# Should college Degrees be required to be a P.O.?



## epd408 (Oct 14, 2002)

Anyone heard this that this state is now tring to pass a bill to make it mandatory to have a degree in order to become a Police officer in this State? Also if so what do you think the chances of this bill passing are? or any exceptions that there may be to having a degree? Just curious to see what others out here think.


----------



## Crvtte65 (May 19, 2002)

As a one pursuing a degree now I say it's helpful to expand knowledge and yet somethings (obviously) are never taught at a college. I would vote not mandatory but keep it as it is, incentives to those that do.


----------



## bjm (Jan 4, 2003)

Personally I am undecided if a college degree should be required. There are many arguments for and against it but if it does become a requirement I think many people that could become great police officers would not get the chance. You have to think about people that are in the military. If someone is in the military and after getting out they then have to go get a degree to become a police officer that could take a lot of years out of their lives before they could even apply. With age limits in some cities and towns that doesn't leave too much time to get on a department and as we all know getting on a department is a big waiting game and can take some years. If it remains the same and you don't need a college degree I think officers with degree should receive a little extra pay. Like other people have said, maybe they could revamp the Quinn Bill benefits and put a cap on how much you can make.


----------



## Officer Dunngeon (Aug 16, 2002)

:thumbup: I agree with MT1, my feelings exactly.


----------



## Gil (Jun 15, 1998)

*Re: Should college Degrees be required to be a P.O.? NFW!*

It does not take a person with a college degree to preform the functions of a patrolman. It takes common sense, discretion and a cool head.

I think you would loose out on a allot of good patrolman if that was the case. I hope it never comes to that.


----------



## tomahawk (May 1, 2002)

MT1/Dungie/Gil,

As usual, you are all on the money. And this is coming from a guy with a bachelor's degree from a $35k/year school! Police work is more common sense than book smarts. A degree does not hurt, but a cop with a degree is by no means a "better" cop because he has that piece of paper. There are plenty of great cops without degrees out there.
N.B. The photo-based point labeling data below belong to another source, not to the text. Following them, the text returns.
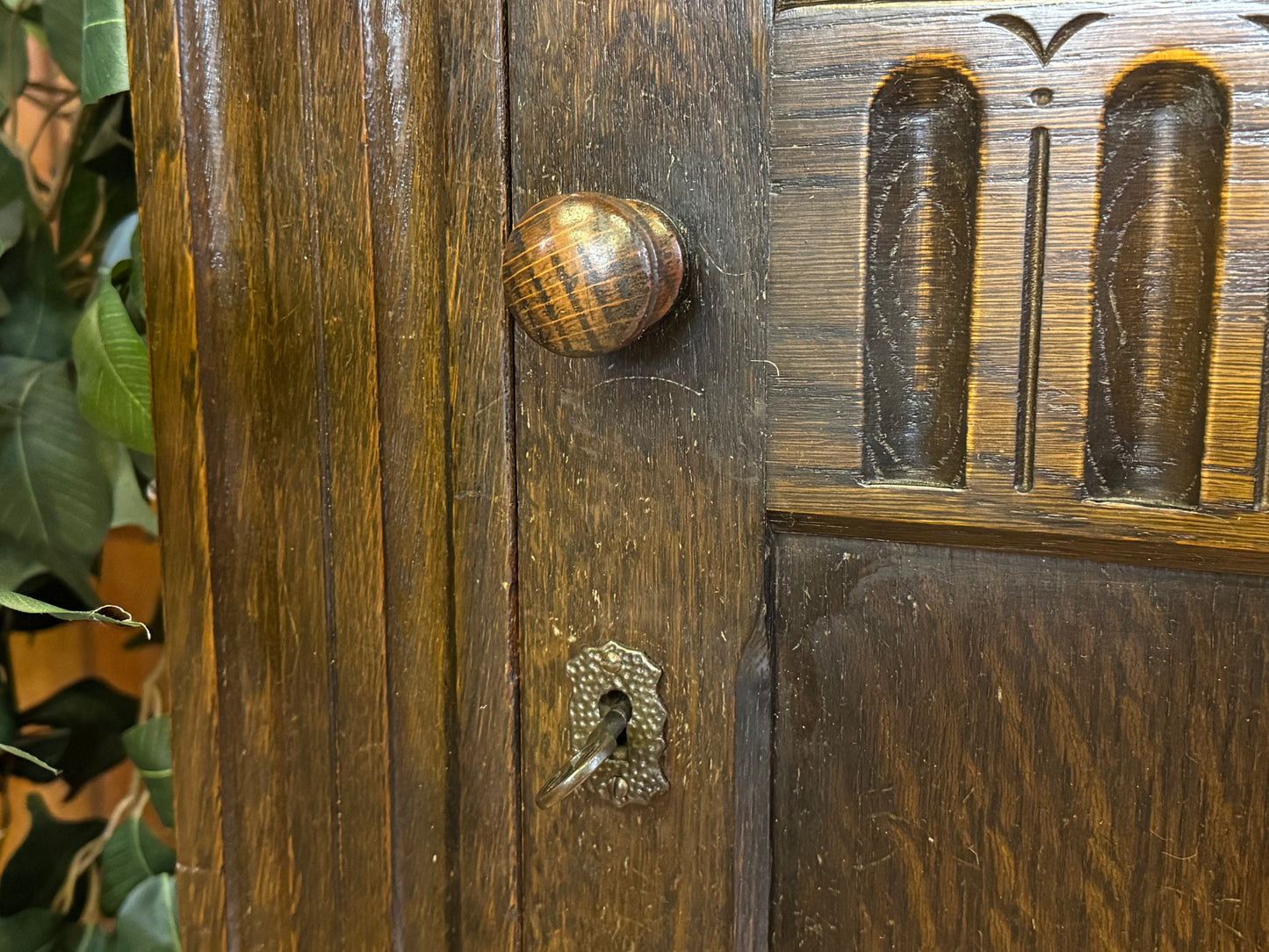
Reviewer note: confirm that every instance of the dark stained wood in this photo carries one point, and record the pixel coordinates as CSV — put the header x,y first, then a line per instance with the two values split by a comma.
x,y
638,471
587,274
180,461
753,858
282,288
391,518
1124,405
482,450
990,750
1161,180
405,127
436,123
327,222
924,162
I also think fixed Quinn incentives might be a better idea as well. Sure, I would love to pull in $25k/year extra just because I have a degree, but how about we save the program and set fixed bonuses (i.e. $3k/AS, $8k/BS, $12k/MS) instead. Seems like a reasonable compromise between the officers and the budget crunch.

-Mike


----------



## q5_po (Aug 23, 2002)

2 words; F%*K NO!


----------



## drewpopo (Dec 21, 2002)

In my opinon a degree should not be required, however you can't go wrong with more education.


----------



## j809 (Jul 5, 2002)

The reason the state is trying to implement the four year degree requirement is because it would be easy to eliminate the quinn bill. The good thing is that base salaries will jump allot but there will be no incentives for advanced degree, unless those departments have their own incentives. I have an acquaintance that is a police sergeant in Connecticut and his base salary is $69K, while patrol officers are $55K maxed out. If you have a master's degree you get another 2K a year. So it works out the same but it will eliminate alot of people from entry level positions.


----------



## epd408 (Oct 14, 2002)

JB 1911 do you or anyone else on this board know the exacts of this bill, do you know if they are planning on doing what alot of other agencys have done that now require a degree and willing to let the canidate sub military time for a college degree? and is it proposed to be a four year degree required to get on the job? also what is the bill number or a place were you can read the proposed bill?


----------



## John J (Jul 18, 2002)

I am not saying that I agree with it, but it seems like other states are going in that direction as well. For example, NYPD requires 60 college credits before you can apply, and some other departments I have applied to in CA and FL also require at least an associates degree.


----------



## ecpd402 (Sep 18, 2002)

If I can put my 2 cents in. Yes most great police officers don't have a degree. But a Police Officer is a professional job. Most individuals in professional jobs have degrees. In the FBI the majority of agents have degrees. I know good Police Officers that don't have degrees. EPD408 he is a outstanding officer and has no degree. But I have to say in my opinion you should have a Assoc Degree (2yr) or Military experiance. The reason why are Knowledge is power a degree in Criminal Justice give you a good inside in police work. I know you can't apply a degree to the street but treat a degree like the academy Its a necessary evil. I was told when I left the academy take what you learn and throw it out the door. you can't do that because the laws I learned are necessary. When I was in college I got valuable information that helps mein todays job. In closing where in a professional job a degree cant hurt only help.
Stay Safe :wink:


----------



## LeadDog17 (May 3, 2002)

ecpd402 said:


> If I can put my 2 cents in. Yes most great police officers don't have a degree. But a Police Officer is a professional job. Most individuals in professional jobs have degrees. In the FBI the majority of agents have degrees.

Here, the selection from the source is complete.